Long-term strategy for COVID
There have been four major COVID vaccine successes (Novavax, J&J, Gamaleya, Oxford with long dose interval) announced in the last week. There have been different efficacy numbers, but so far, all have been 100% effective at preventing hospitalization and death as far as trials can tell:
https://ir.novavax.com/news-releases/news-release-details/novavax-covid-19-vaccine-demonstrates-893-efficacy-uk-phase-3
https://www.jnj.com/johnson-johnson-announces-single-shot-janssen-covid-19-vaccine-candidate-met-primary-endpoints-in-interim-analysis-of-its-phase-3-ensemble-trial
https://www.cnn.com/2021/02/02/health/russia-sputnik-v-phase-3-intl/index.html
https://www.bloomberg.com/news/articles/2021-02-02/astra-vaccine-shows-82-efficacy-with-3-month-gap-oxford-says
However, it's clear that the COVID virus (SARS-CoV-2) is evolving to become more transmissible and evade the immune system. Hence, in the long run (2022, 2023, etc.), it seems like keeping a lid on the pandemic will be a question of whether vaccine manufacturers can develop new boosters, get them approved, manufacture enough doses, and distribute them to everyone faster than the virus can mutate. The relevant FDA official has already announced an abbreviated trial schedule, which is only one piece of the puzzle but is still very important:
"Peter Marks, the head of the Food and Drug Administration division that oversees vaccines, said Friday that the agency will do what it can to speed the process. It won't require big clinical trials, for instance. Rather than studies of tens of thousands of people, the agency will mandate much smaller studies of a few hundred. The goal would be to ensure that the vaccines produce the desired immune response and to see whether the products cover just the new variants or the original virus as well as the new variation, he said.

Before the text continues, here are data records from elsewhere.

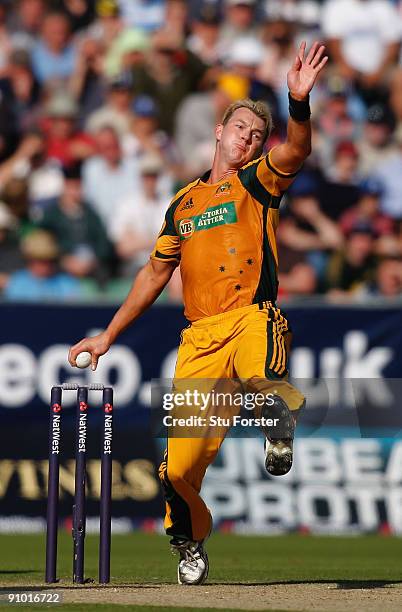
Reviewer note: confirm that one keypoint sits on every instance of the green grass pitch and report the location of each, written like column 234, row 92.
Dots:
column 145, row 558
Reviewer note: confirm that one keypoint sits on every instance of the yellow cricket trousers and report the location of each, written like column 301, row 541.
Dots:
column 250, row 343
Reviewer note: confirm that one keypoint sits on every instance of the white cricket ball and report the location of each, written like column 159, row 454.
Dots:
column 83, row 359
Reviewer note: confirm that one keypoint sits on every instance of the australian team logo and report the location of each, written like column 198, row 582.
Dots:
column 224, row 188
column 186, row 228
column 221, row 214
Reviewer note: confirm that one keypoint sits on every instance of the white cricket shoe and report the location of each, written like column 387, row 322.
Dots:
column 193, row 565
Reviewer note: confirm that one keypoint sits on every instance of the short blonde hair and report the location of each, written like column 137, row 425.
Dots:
column 258, row 107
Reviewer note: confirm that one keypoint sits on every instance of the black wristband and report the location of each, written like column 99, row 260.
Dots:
column 299, row 110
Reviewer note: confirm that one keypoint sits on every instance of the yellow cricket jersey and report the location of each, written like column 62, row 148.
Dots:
column 223, row 234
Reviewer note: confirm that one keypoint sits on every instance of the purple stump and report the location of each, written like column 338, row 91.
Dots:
column 79, row 515
column 53, row 484
column 106, row 488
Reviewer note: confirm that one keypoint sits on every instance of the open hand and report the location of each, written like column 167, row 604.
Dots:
column 305, row 70
column 97, row 346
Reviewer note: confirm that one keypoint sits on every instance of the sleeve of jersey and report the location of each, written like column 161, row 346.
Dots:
column 167, row 247
column 274, row 180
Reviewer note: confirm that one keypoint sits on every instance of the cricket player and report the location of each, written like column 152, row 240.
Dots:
column 220, row 229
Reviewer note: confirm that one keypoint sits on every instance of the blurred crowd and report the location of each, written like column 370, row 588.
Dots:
column 107, row 107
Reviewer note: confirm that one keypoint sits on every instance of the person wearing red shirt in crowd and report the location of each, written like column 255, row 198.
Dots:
column 65, row 142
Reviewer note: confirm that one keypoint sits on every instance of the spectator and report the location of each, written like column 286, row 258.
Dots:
column 353, row 265
column 306, row 233
column 108, row 176
column 65, row 143
column 239, row 22
column 116, row 112
column 85, row 249
column 10, row 254
column 170, row 74
column 376, row 144
column 245, row 58
column 364, row 40
column 366, row 213
column 176, row 18
column 5, row 41
column 395, row 97
column 80, row 13
column 144, row 14
column 389, row 173
column 40, row 279
column 204, row 38
column 144, row 135
column 139, row 216
column 87, row 84
column 306, row 13
column 20, row 92
column 42, row 177
column 126, row 52
column 25, row 23
column 54, row 54
column 107, row 24
column 388, row 280
column 334, row 120
column 195, row 139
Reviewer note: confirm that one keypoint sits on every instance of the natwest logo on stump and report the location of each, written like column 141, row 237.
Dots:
column 186, row 228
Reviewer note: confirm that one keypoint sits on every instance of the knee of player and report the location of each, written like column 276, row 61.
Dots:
column 174, row 475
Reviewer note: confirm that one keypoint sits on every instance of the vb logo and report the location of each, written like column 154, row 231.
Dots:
column 186, row 228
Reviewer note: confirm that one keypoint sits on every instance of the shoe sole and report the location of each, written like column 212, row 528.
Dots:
column 278, row 465
column 280, row 411
column 201, row 581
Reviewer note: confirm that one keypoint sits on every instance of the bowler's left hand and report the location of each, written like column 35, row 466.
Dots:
column 305, row 70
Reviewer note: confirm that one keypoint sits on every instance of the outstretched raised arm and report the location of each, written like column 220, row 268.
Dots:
column 289, row 156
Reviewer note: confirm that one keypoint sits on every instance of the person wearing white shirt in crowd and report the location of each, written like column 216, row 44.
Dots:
column 109, row 175
column 389, row 173
column 363, row 37
column 138, row 217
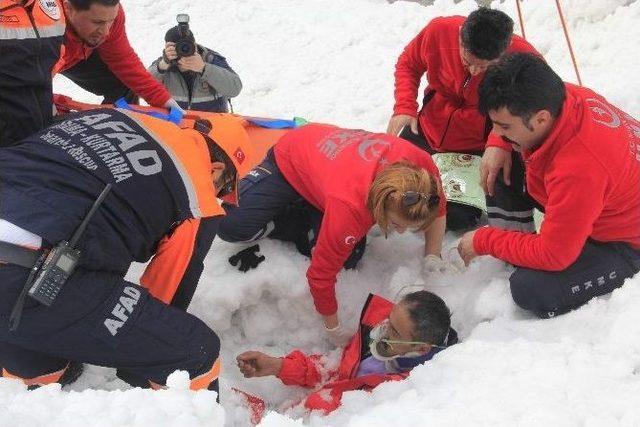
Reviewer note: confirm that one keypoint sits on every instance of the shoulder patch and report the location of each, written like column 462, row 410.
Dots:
column 50, row 8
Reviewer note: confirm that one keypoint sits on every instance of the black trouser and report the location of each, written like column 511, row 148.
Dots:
column 600, row 268
column 101, row 319
column 459, row 217
column 271, row 207
column 511, row 207
column 94, row 76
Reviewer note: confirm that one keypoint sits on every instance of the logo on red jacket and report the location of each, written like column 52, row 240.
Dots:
column 372, row 148
column 604, row 114
column 9, row 19
column 50, row 8
column 239, row 155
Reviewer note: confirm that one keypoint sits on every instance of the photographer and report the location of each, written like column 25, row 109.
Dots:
column 197, row 77
column 98, row 57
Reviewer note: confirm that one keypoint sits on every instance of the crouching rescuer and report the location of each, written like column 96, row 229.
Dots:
column 81, row 201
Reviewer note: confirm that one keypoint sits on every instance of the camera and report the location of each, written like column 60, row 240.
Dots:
column 185, row 45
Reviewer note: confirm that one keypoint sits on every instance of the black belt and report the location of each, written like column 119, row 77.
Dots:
column 19, row 255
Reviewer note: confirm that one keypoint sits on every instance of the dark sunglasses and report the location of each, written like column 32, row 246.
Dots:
column 228, row 186
column 411, row 198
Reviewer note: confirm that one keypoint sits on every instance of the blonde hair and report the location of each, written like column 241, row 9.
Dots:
column 385, row 195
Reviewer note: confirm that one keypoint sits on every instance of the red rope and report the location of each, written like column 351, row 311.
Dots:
column 566, row 35
column 520, row 18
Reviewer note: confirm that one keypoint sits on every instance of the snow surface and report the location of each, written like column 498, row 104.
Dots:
column 332, row 61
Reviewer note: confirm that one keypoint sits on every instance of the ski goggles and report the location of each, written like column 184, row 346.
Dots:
column 229, row 183
column 384, row 332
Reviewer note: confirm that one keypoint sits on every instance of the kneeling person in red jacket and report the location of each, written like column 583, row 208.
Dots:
column 392, row 340
column 582, row 168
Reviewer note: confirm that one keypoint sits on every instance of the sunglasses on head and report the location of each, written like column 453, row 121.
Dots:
column 385, row 325
column 411, row 198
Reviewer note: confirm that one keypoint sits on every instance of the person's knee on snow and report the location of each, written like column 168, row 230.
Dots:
column 533, row 292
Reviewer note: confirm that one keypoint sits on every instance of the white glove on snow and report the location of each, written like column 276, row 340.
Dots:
column 172, row 103
column 435, row 264
column 338, row 336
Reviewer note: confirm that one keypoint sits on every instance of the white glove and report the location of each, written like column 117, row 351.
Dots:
column 172, row 103
column 338, row 336
column 435, row 264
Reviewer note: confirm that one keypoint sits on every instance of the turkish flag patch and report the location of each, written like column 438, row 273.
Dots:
column 239, row 155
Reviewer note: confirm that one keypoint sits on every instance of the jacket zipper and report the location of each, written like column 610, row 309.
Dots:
column 38, row 63
column 461, row 93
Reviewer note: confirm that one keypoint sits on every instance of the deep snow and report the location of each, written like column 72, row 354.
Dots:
column 332, row 61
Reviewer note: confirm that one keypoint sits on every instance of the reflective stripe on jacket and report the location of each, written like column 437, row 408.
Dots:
column 30, row 40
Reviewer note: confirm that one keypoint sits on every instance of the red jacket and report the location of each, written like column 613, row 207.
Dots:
column 449, row 119
column 300, row 369
column 586, row 174
column 30, row 40
column 121, row 59
column 333, row 169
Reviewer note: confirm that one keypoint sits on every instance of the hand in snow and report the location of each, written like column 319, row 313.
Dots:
column 401, row 120
column 494, row 159
column 193, row 63
column 465, row 247
column 257, row 364
column 248, row 258
column 172, row 103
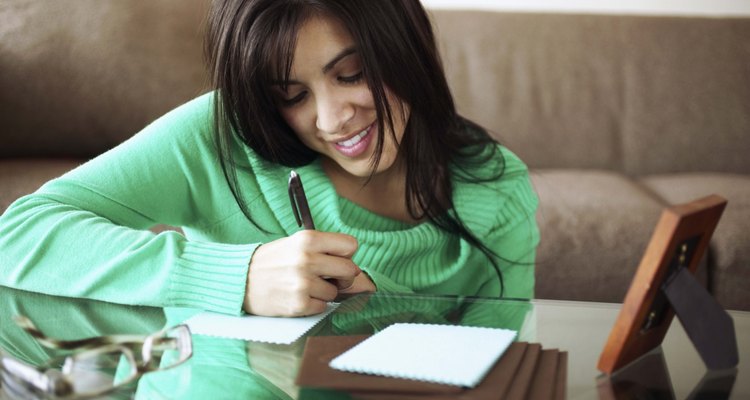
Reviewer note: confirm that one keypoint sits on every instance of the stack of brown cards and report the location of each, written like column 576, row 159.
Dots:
column 525, row 371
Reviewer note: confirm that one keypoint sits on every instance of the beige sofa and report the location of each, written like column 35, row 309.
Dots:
column 617, row 116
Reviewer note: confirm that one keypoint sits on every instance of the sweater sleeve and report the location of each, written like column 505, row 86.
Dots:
column 86, row 234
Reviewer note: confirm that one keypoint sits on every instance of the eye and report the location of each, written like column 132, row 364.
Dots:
column 352, row 78
column 293, row 101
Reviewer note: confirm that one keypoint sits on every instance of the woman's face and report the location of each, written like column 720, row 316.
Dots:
column 329, row 105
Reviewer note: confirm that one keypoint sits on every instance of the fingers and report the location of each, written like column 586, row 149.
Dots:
column 337, row 244
column 298, row 275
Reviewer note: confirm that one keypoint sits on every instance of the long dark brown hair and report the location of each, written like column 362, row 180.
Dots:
column 251, row 43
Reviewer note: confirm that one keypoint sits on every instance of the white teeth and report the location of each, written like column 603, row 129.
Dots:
column 356, row 139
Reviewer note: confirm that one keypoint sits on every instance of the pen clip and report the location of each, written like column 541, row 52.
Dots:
column 300, row 208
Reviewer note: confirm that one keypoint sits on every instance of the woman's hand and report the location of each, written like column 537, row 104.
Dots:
column 299, row 274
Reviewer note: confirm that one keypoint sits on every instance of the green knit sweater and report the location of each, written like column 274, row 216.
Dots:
column 86, row 234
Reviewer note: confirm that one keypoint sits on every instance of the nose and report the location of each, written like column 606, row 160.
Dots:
column 333, row 112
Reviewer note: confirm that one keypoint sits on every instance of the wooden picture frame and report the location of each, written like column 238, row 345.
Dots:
column 679, row 241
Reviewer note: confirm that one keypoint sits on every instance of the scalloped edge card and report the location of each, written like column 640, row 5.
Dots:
column 447, row 354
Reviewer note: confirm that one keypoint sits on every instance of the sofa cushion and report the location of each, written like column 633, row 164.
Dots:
column 638, row 94
column 595, row 226
column 79, row 77
column 730, row 246
column 19, row 177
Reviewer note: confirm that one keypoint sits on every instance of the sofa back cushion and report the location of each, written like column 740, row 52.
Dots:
column 78, row 77
column 638, row 94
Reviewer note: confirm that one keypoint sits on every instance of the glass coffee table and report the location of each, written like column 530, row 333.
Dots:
column 231, row 368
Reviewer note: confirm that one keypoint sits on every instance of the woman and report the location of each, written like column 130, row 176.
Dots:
column 406, row 195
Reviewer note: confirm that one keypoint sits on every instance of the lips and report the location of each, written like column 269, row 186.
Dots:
column 357, row 144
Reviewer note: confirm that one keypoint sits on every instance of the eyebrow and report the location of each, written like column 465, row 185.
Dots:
column 326, row 68
column 343, row 54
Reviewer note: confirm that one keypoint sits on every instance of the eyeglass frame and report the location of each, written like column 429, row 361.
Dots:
column 56, row 383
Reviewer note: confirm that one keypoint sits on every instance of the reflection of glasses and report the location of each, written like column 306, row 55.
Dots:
column 97, row 365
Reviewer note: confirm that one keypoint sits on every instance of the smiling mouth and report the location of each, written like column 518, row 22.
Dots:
column 355, row 139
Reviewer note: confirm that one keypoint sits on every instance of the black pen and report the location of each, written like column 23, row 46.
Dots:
column 300, row 208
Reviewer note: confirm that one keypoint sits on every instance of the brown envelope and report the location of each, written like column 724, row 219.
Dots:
column 319, row 351
column 543, row 385
column 525, row 373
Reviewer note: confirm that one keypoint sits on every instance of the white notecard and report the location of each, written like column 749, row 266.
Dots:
column 447, row 354
column 276, row 330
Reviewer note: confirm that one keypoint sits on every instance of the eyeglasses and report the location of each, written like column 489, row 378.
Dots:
column 96, row 366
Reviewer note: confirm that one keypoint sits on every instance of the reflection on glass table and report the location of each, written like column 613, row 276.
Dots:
column 227, row 368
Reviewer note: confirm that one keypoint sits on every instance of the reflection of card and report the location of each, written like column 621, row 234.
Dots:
column 447, row 354
column 255, row 328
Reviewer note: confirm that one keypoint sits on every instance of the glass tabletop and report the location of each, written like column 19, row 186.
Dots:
column 231, row 368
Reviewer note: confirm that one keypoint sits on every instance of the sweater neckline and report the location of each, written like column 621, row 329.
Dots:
column 326, row 206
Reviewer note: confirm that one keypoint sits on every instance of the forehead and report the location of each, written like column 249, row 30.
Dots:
column 319, row 39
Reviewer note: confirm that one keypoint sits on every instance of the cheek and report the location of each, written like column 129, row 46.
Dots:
column 297, row 121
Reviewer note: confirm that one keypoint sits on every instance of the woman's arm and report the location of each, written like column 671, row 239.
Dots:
column 86, row 234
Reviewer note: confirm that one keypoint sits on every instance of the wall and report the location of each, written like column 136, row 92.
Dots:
column 644, row 7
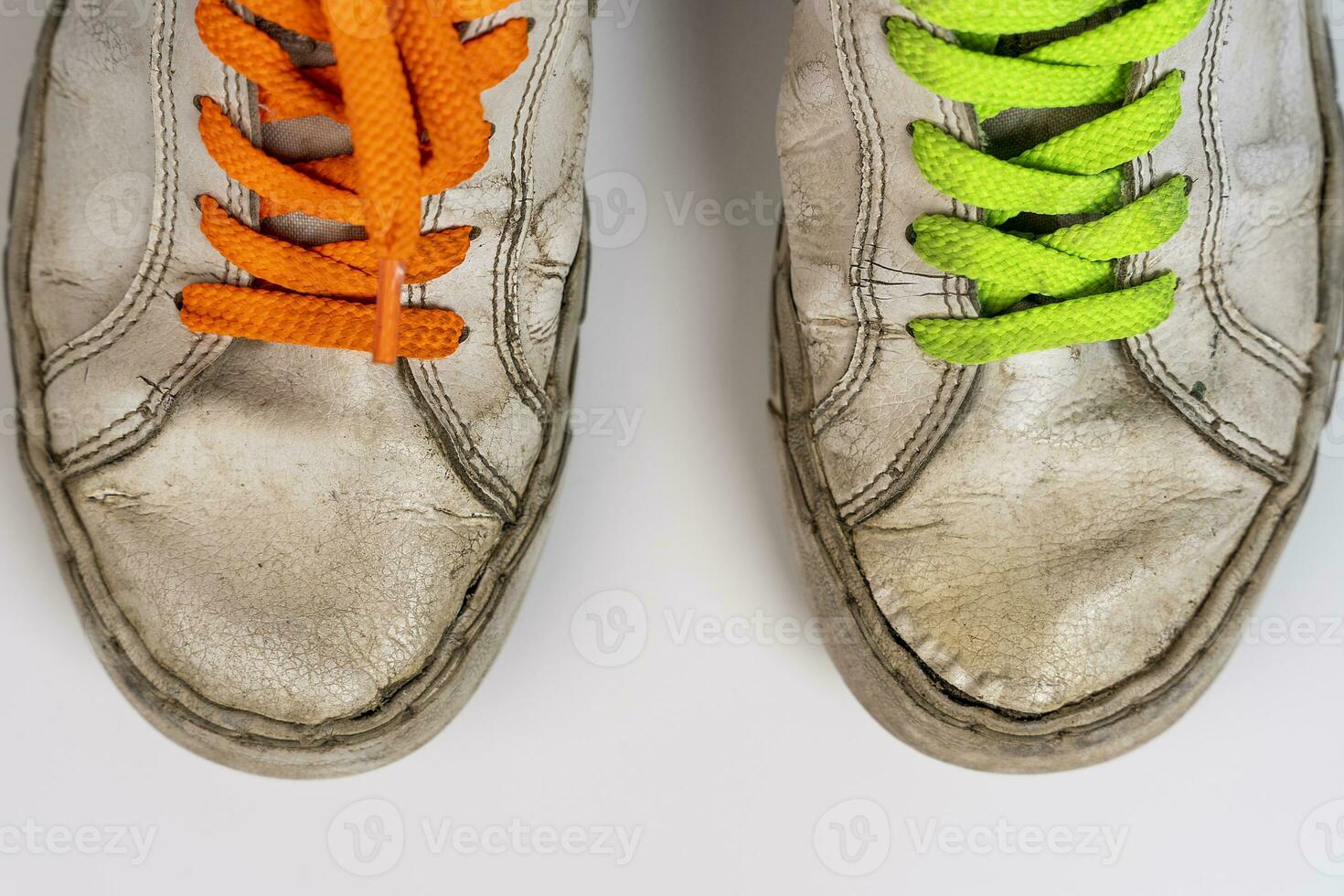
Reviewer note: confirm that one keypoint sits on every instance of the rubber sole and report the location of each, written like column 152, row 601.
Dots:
column 909, row 699
column 409, row 718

"We would intend to be pretty nimble with this . . . so that we can get these variants covered as quickly as possible," Marks said on an American Medical Association webinar."
https://www.washingtonpost.com/health/covid-mutations-herd-immunity/2021/01/30/0741722e-627c-11eb-9430-e7c77b5b0297_story.html
It's not actually going to be 100% because almost nothing in biology ever is, but COVID hospitalizations aren't that rare (I think 1:~500 adult Americans at this point?), and seeing exactly zero across six different vaccine platforms in trials across (five? seven?) different countries is pretty notable.